I remember vividly. We were making creole
for a late night supper with champagne,
and you were taking it seemed forever
to cut the onion.
Each time your dull paring knife
chopped on the counter, I shifted my feet,
and I saw once in a glimpse over my shoulder
a white wedge of onion wobbling loose.
I sighed inaudibly. The butter I stirred
had already bubbled and browned.
I was starting over with a new yellow lump
that was slipping on the silver aluminum
when you brought, cupped in your hands,
the broken pieces, the edges all ragged,
the layers separated, bruised and oozing
cloudy white onion juice.
I complained:
the family recipe stated specifically,
the onion must be "finely chopped,"
for what I explained were very good reasons.

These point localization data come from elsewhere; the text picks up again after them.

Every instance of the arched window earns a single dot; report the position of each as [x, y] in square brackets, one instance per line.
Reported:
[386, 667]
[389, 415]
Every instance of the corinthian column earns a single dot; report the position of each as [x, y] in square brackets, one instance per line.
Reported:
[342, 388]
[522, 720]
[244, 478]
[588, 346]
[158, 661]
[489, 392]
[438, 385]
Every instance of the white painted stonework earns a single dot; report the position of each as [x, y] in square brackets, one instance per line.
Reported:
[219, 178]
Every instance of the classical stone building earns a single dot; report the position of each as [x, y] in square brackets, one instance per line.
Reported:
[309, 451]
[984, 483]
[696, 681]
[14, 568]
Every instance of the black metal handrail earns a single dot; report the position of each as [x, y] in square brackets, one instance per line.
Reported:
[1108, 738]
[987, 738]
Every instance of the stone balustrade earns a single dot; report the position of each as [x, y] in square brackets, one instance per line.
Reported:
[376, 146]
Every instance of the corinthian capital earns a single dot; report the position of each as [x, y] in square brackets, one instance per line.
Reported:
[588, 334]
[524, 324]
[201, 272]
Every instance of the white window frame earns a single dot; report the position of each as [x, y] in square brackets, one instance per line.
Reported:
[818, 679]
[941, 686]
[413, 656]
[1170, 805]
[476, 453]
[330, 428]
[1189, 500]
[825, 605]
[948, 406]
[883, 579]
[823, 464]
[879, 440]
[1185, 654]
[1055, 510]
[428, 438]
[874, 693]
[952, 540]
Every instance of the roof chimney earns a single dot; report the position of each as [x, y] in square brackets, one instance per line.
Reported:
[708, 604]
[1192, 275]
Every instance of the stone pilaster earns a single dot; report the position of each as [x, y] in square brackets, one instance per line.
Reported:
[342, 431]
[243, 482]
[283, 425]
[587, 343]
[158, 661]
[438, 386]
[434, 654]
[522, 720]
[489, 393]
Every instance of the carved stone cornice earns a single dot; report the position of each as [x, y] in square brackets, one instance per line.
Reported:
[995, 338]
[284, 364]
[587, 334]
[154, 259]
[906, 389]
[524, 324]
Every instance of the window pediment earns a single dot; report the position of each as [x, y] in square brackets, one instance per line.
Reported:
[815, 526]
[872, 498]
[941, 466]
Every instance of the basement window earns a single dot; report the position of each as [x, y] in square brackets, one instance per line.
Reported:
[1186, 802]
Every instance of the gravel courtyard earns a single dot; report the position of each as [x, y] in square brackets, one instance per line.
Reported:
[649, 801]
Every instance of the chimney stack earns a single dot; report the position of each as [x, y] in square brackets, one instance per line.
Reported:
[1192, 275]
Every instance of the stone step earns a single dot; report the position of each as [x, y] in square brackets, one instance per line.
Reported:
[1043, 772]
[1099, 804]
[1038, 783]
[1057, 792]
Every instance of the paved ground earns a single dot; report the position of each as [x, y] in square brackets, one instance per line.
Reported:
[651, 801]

Otherwise, the pungent flavors would be trapped
irrevocably in the collapsed cellular structure
of the delicate root.
You sighed, I guess, inaudibly
and adjusted your glasses carefully
with two fingers (a fidget
I have since come to know
as a sign of mild perturbation)
and explained:
the pungence of onions too finely chopped
would be simmered away. The original sharp
burning crispness could be retained
only in fairly large, bite-sized chunks.
But you wouldn't fight tradition.
I chopped onion on the counter
with the dull knife, while you set the table
and figured the best way of popping the cork.
It was on this day in 1776 that an anonymous pamphlet was published, 46 pages long, in Philadelphia. The pamphlet was called "Common Sense." It explained why the American colonies should declare independence from Great Britain. It was easy to understand, it was popular, and it rallied many people for the revolutionary cause who had not been involved before they read it.

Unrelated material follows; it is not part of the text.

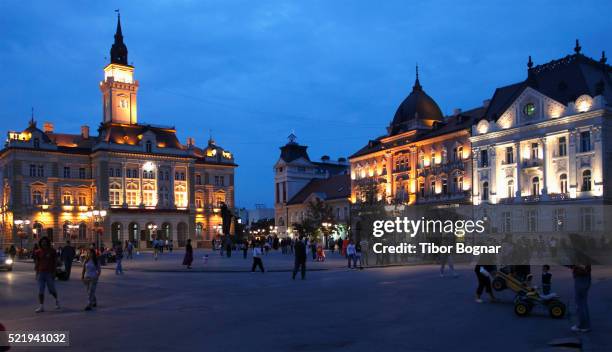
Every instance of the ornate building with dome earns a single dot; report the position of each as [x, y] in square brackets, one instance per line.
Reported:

It was written by a man who had been born and raised in England and had come to America only about a year before. He had lost his job in England, his marriage had fallen apart, he wanted a new life. In London, he happened to meet Benjamin Franklin, who suggested he move to America. That man was Thomas Paine.
"Common Sense" sold 500,000 copies in its first year after publication, at a time when about two and a half million people lived in the 13 colonies. Thomas Paine donated all the royalties to George Washington's Continental Army.
It's the birthday of the poet Philip Levine, (books by this author) born in Detroit in 1928. He was working in an auto plant when he decided to write poems about the men working around him. He said, "I took this foolish vow that I would speak for them and that's what my life would be. And sure enough I've gone and done it."
It's the birthday of the poet Robinson Jeffers, (books by this author) born in Allegheny, Pennsylvania, in 1887. He moved to the coast of California and built himself an observation tower with no electricity or plumbing. And from there, he looked out at the world and wrote his poems.
It's the birthday of historian Stephen E. Ambrose, (books by this author) born in Decatur, Illinois, in 1936. He wrote a biography of Dwight Eisenhower and many best-selling history books, including Band of Brothers (1992), about World War II.